In [1]:
import pandas as pd
from sklearn.model_selection import train_test_split
from sklearn.ensemble import RandomForestRegressor
from sklearn.neighbors import KNeighborsRegressor
from sklearn.ensemble import VotingRegressor
from sklearn.preprocessing import StandardScaler
from sklearn.pipeline import make_pipeline
from sklearn.ensemble import GradientBoostingRegressor

In [2]:
# read dataframe
elon_tesla_data = pd.read_csv("../etl_data/filtered_elon_tesla_stock_data.csv")

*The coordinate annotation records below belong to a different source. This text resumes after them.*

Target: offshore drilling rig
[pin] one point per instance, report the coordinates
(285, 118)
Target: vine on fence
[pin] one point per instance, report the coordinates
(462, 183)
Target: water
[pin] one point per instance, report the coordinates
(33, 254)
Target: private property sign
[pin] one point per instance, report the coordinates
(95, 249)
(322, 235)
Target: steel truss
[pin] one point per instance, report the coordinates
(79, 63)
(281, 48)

# convert sentiment types to a number -1 for negative, 0 for neutral and 1 for positive
# this is to represent the sentiment types as ordinal values instead 
# as there is a clear order between the sentiment types
def get_ordinal_sentiment_type(sentiment_type):
    if (sentiment_type == "neutral"):
        return 0
    elif (sentiment_type == "negative"):
        return -1
    else:
        return 1
    
elon_tesla_data['sentiment type'] = elon_tesla_data['sentiment type'].apply(get_ordinal_sentiment_type)

In [3]:

# create the x and y for the model
X = elon_tesla_data[['reply count', 'sentiment type', 'sentiment score']]
y = elon_tesla_data['change_percent']
# split the data
X_train, X_valid, y_train, y_valid = train_test_split(X, y)

In [4]:
# create a model using the random forest regressor
model = make_pipeline(
    StandardScaler(),
    RandomForestRegressor(200, max_depth=5, min_samples_leaf=20)
)

model.fit(X_train, y_train)

print("Training score: ", model.score(X_train, y_train))
print("Validation score: ", model.score(X_valid, y_valid))

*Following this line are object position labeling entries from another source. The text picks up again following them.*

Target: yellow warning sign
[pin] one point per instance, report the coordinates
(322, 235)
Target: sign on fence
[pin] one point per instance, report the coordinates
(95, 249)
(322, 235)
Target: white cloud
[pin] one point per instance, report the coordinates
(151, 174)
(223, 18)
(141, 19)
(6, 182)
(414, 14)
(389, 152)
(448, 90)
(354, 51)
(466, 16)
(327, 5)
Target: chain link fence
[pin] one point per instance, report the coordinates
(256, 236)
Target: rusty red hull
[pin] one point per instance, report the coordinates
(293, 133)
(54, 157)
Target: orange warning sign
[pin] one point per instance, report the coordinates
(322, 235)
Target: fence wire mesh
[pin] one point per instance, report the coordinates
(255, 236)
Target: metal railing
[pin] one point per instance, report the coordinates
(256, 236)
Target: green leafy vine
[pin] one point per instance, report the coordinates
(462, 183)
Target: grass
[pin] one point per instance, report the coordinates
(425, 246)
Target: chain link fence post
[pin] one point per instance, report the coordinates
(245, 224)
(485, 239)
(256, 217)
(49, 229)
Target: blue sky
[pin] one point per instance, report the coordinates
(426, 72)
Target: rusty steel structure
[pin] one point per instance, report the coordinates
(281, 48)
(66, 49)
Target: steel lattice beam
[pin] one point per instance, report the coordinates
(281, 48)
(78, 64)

Training score:  0.0793172306819857
Validation score:  -0.019627985412903337


In [5]:
# creating a regression model using KNeighbors
model = make_pipeline(
    StandardScaler(),
    KNeighborsRegressor(25)
)
model.fit(X_train, y_train)

# test the score
print("Training score: ", model.score(X_train, y_train))
print("Validation score: ", model.score(X_valid, y_valid))


Training score:  0.032523928811462155
Validation score:  -0.04098961123446143


In [6]:
# creating a regression model using a voting regressor
model = make_pipeline(
    StandardScaler(),
    VotingRegressor(estimators=[
            ('Kn', KNeighborsRegressor(50)), 
            ('Rf', RandomForestRegressor(100, max_depth=5, min_samples_leaf=20)),
            ('Gr', GradientBoostingRegressor(random_state=1))
            ])
)

model.fit(X_train, y_train)

# test the score
print("Training score: ", model.score(X_train, y_train))
print("Validation score: ", model.score(X_valid, y_valid))

Training score:  0.16593253676713993
Validation score:  -0.008808858477606929